Dejó que prácticamente los espiaran a los tres, a Talbot, a él y a Kees. A Claude le parecía muy extraño, y en esos tiempos el ambicionaba cambiarse de lugar. Y por supuesto, quedarse conmigo. Yo le otorgaría protección, el me aconsejaría como expandir mis relaciones de poder y tener mucha más influencia en la ciudad, claro, haciendo obras de caridad, pagando demás en los impuestos y todas esas tonterías para mantener a los humanos contentos. Algo que yo manejaba de manera muy regular. Y claro, los sentimientos, y todo eso. A Claude siempre le gustó mi ambición, y mi manera de gobernar, y matar. Y a mí siempre me gustó que le gustara- Yue Lie se rió. – Era justo a quien necesitaba, así que lo dejé manejar el asunto. Además, él me había visto destrozada, llorando como una pobre esposa abandonada por su marido viejo, por Kees.
Yo dejé hacer a Russell Edgington, y si, sé que te preguntas, no es necesario leer la mente, si vigilaba a Kees. Claro que lo vigilaba. Desde que se casó lo vigilaba. Siempre lo hice. Él era una de mis posesiones. Creo que él nunca supo todo lo que registraban sobre él. O si, si lo supo, y por eso quiso traicionarme.
Dormíamos juntos: El plan de Russell era que Kees me mataría luego de una noche romántica (ya no teníamos ninguna, y eso me colocaba de mal humor), porque me drogaría. Russell le prodigaba la droga, todo. La estaca que pensaba clavarme. Luego, Kees se iría al otro lado de la ciudad y Russell se ocuparía de la Guardia.
-¿Por qué no maté a Russell ni a Talbot en mi propia ciudad? Porque quería dejarlo hacer. Eso me aconsejó Claude.
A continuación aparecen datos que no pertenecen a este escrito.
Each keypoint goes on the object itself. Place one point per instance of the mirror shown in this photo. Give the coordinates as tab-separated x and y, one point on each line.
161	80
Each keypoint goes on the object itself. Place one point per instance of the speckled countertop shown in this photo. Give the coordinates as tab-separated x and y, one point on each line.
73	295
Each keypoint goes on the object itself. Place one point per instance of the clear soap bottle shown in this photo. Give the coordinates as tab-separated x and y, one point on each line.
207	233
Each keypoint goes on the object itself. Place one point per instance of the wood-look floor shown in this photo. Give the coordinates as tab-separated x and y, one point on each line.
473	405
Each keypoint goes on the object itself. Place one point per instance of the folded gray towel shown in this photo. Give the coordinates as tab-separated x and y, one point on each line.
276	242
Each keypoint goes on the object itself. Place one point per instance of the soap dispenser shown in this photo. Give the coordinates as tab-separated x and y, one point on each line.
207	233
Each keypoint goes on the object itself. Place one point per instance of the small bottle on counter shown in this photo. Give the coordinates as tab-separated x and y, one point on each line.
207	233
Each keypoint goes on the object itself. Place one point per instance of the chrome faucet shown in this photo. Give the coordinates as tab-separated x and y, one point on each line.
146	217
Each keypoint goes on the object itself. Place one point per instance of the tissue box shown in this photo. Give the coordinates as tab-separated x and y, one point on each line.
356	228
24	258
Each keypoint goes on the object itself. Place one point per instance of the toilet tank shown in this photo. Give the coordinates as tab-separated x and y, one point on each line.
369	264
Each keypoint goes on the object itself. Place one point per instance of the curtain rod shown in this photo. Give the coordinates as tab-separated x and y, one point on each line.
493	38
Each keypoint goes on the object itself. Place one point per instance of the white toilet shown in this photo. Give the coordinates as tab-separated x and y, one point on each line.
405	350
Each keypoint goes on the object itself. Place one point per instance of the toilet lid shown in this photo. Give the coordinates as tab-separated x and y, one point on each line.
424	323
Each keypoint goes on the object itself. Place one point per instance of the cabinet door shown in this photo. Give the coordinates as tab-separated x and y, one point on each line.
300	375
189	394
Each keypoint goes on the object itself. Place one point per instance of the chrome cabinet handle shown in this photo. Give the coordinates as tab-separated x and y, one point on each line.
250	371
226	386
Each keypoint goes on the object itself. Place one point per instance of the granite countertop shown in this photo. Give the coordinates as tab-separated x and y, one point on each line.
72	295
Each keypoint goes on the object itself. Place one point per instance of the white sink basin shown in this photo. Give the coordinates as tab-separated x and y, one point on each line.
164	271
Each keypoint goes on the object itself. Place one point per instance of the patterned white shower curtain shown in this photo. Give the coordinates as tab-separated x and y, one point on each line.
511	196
Mataríamos al ejecutor, y el moriría de miedo. Mataría a cualquiera que le hubiera colaborado. Y le mandaríamos sus partes. Podríamos pedirle lo que quisiéramos. Y yo, si, te confieso, tengo más de mil años, pero he matado a vampiros de su edad. La mayoría de nuestra raza suele ser bastante indisciplinada, y confiada. Peor si sobreviven más de 500 años. Por eso se les puede matar de maneras tan estúpidas.
No llegué a su cita. Solo le dije a Claude que lo ejecutara. Tendría que hacerlo, mi vida estaba en peligro. Me partió el corazón, pero ya no había algo peor. Estar muerta sería una tontería. Ahí fue cuando Bill me vio ebria, loca, deshecha, en Castro, en 1987.
Kees comprendió que había sido traicionado. Y se enteró de su error, se entregó sin resistencia. El mismo, con lágrimas en los ojos, le mandó a decir a Claude que no merecía mi perdón. Que se le había acabado su amor, si alguna vez lo tuvo, por mí. Y mi esposo ayudó a clavarle la daga. Yo misma tiré el cofre al mar, pero sé que Claude ordenó que lo destruyeran. Traté de suicidarme ingiriendo solución de plata, y él me rescató. Quedé muy malherida, hecha una nada durante tres años, en los cuales él se encargó de San Francisco. Cuando me recuperé, volví a entrenar, muy fuerte, y a recuperarme en todo. Claude se casó conmigo. Por cierto, me enteré de que Talbot dio un fuerte grito cuando vio las cabezas deliberadamente descompuestas, de todos los espías que habían puesto en mi ciudad. Russell volvió a encontrarse conmigo como si nada. Y si, La Autoridad me mandó a matarlo. Pero supe que ya estaba enterrado, y casi hecho papilla por ustedes dos, hasta donde sé.
Las gemelas Won quedaron deshechas, sobre todo Mei, que fingió durante estos 30 años estar a mi lado, pero solo aprendió de mí, para luego desaparecer, hace dos meses. En esto admito que no le hice caso a mi marido, que nunca llegó a aceptarlas. Solo a Ling, bajo varias pruebas difíciles. Luego me entero de todo esto, por los informes de la gente que tiene Livia Scarron, los mandó desde Nueva York. Mei quiere vengarse. Y La Autoridad no quiere contactar conmigo. ¿Qué más puedo decir? Mei quiere ser la nueva Mamá Li Bao. Eso pasa cuando creas a un monstruo.